Kinzer ziet een verontrustend patroon in de selectieve manier waarop de Amerikaanse (en in hun kielzog de Westerse) media berichten over Syrië. De berichtgeving over oorlogsmisdaden blijkt volgens hem te worden bepaald door de kant die de journalisten hebben gekozen: de ‘onze’ of de ‘andere’, in plaats van door de ingewikkeld te duiden feiten. Zijn conclusies luiden: “De media misleiden het publiek over Syrië” en “De berichtgeving over de oorlog in Syrië zal worden herinnerd als een van de meest beschamende episodes in de geschiedenis van de Amerikaanse pers.

De meeste Amerikaanse media berichten volgens Kinzer het omgekeerde van wat er werkelijk aan het gebeuren is. ‘Gematigde rebellen’ blijken in werkelijkheid fanatieke wreedaards te zijn, die de bevolking terroriseren op een zo niets ontziende manier dat zij de soldaten van president Assad als ‘bevrijders’ verwelkomden.

Kinzer: “Die journalisten schrijven vanuit Washington dat ‘al Nusra’ een machtige groep is bestaande uit ‘rebellen’ en ‘gematigden’. Ze schrijven niet dat deze groep banden heeft met en voortkomt uit ‘al Qaïda’. Zij schrijven dat Saoedi-Arabië ‘vrijheidsstrijders’ steunt, terwijl het de hoofdsponsor is van IS (…) En alles wat Rusland en Iran in Syrië doen wordt beschreven als destabiliserend en negatief, omdat dat de officiële lijn is.

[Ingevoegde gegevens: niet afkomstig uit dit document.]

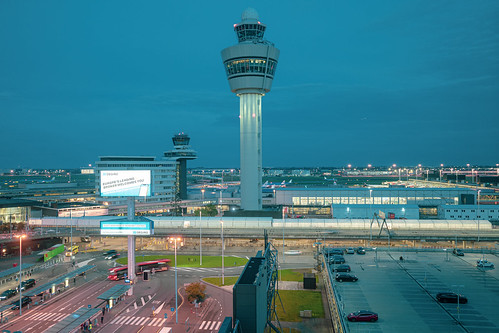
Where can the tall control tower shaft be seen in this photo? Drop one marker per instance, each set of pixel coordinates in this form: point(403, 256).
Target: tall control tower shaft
point(250, 67)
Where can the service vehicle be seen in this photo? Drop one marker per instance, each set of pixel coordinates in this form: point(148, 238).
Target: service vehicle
point(363, 315)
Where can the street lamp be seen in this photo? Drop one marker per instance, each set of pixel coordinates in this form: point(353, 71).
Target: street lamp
point(20, 269)
point(223, 276)
point(175, 239)
point(477, 210)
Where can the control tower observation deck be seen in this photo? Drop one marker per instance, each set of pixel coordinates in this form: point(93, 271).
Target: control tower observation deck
point(250, 67)
point(181, 152)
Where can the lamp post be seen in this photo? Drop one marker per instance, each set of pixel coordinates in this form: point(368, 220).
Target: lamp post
point(175, 239)
point(477, 210)
point(223, 276)
point(20, 270)
point(200, 242)
point(371, 214)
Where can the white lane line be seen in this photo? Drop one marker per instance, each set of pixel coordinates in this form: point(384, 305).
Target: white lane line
point(62, 316)
point(161, 322)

Kinzer: “De meeste Amerikaanse kranten en weekbladen hebben geen buitenlandse correspondenten meer (…) Berichten worden geschreven in de redactielokalen in Washington. Journalisten, die over Syrië schrijven, halen hun informatie bij het Pentagon, het ministerie van buitenlandse zaken, het Witte Huis en ‘experts’ van denktanken (…) Deze vorm van stenografie produceert het slappe infotainment dat doorgaat voor ‘Nieuws uit Syrië’.

Veel Amerikanen – en veel journalisten – zijn tevreden met het officiële verhaal: ‘Bestrijd Assad, Iran en Rusland! Vecht samen met onze Koerdische, Saoedische en Turkse vrienden om de vrede te bewerkstelligen!’ Dit is echter een weerzinwekkende omkering en vereenvoudiging van de uitermate complexe realiteit in en rond Syrië. Deze verzinsels zullen de oorlog daar onnodig verlengen en nog meer Syriërs veroordelen tot lijden en dood.

Volgens alternatieve Amerikaanse media is de vervormde berichtgeving niet de afwijking maar de norm; zeker in de grote commerciële mainsteammedia, ook als het over Syrië gaat. Echter, dat een man met de reputatie van Stephen Kinzer* dit schrijft, wijst op een dieper liggend probleem: zelfs de mainstreammedia beginnen aan te voelen dat het zo niet langer kan. De kloof tussen de waarheid en de berichtgeving erover wordt kennelijk te groot. Bovendien werken deze media zo de facto mee aan de verergering van de situatie in het Midden-Oosten.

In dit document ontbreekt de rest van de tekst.